People in politics are people in the business of pretending that they have simple answers to complex questions; they are not in the business of frankly admitting that they do not know what the actual results of their policies are — or even what they were — and that they have no way of knowing.

And so we must approach the cliché of the moment — “Is the cure worse than the disease?” — with a degree of humility. And with a high degree of caution about the incentives that shape the decisions of political actors: The authorities in Beijing tried to cover up the facts of the coronavirus epidemic for reasons of narrow political self-interest — they did not wish to create a crisis that would undermine the economy. President Trump made rosy pronouncements about the epidemic in its early days, contradicting some of his most intelligent advisers, for precisely the same reason. It is worth keeping in mind that the administration’s efforts to prevent a stock-market selloff were entirely unsuccessful and that the president’s optimistic public-health pronouncements did not come to pass. Which is to say, the effort to stave off present economic pain in the face of some notional future public-health crisis prevented neither the economic pain nor the public-health crisis. It would be a bitter thing to repeat such a mistake in such a short period of time.

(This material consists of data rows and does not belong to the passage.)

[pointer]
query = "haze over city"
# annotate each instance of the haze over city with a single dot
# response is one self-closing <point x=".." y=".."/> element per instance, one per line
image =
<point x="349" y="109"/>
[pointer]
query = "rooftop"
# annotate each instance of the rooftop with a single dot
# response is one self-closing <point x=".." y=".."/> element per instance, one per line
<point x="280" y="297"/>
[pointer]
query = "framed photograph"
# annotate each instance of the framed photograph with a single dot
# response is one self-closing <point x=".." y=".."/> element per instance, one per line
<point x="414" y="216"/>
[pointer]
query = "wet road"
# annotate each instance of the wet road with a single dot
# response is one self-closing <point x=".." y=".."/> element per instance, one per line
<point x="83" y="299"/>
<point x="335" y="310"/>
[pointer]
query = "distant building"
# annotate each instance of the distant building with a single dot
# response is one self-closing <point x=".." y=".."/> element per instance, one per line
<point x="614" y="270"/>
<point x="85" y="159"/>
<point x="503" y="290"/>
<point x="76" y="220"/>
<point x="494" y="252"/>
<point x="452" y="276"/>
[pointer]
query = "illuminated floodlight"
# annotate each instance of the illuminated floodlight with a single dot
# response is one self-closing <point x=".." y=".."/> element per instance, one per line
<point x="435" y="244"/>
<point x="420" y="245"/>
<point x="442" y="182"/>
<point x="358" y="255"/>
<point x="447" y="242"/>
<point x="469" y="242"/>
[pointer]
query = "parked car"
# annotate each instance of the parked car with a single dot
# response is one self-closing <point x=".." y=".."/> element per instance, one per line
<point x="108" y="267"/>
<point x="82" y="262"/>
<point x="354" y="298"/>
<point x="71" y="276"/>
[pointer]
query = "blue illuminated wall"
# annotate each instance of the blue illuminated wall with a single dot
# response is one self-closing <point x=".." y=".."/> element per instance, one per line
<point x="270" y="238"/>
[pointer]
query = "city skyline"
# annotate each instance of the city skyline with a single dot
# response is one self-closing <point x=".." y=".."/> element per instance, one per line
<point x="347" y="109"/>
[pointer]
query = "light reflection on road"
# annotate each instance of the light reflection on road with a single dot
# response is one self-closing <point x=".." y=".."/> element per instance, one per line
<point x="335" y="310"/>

When Adolf Hitler was making war on the United Kingdom and Europe, the question that commanded the attention of the American people was whether they could trust President Franklin Roosevelt to make the right decision for the right reason. And the conclusion a great many of them reached was — “No.” Antiwar sentiment was by no means restricted to cranks and anti-Semites such as Charles Lindbergh. So intense and widespread was hostility to entering the war that the Republican nominee, interventionist Wendell Willkie, felt the need to court (if only halfheartedly) the isolationists, while President Roosevelt himself was obliged, on the eve of the 1940 election, to declare: “Your boys are not going to be sent into any foreign wars. We will not send our Army, Navy, or air forces to fight in foreign lands, except in case of attack.” The Japanese attack on Pearl Harbor rendered that promise moot. Things might have gone differently: Patrick J. Buchanan has one vision of what might have been, and Philip Roth had another.

The problem for the United States is that there is unlikely to be a coronavirus Pearl Harbor, a dramatic clarifying event that points clearly toward the necessary course of action. What we have is Donald Trump, Nancy Pelosi, and Mitch McConnell meditating upon a half-understood cliché and trying to answer unanswerable questions, and trying to do so with one eye on the ICU and the other on the unemployment office.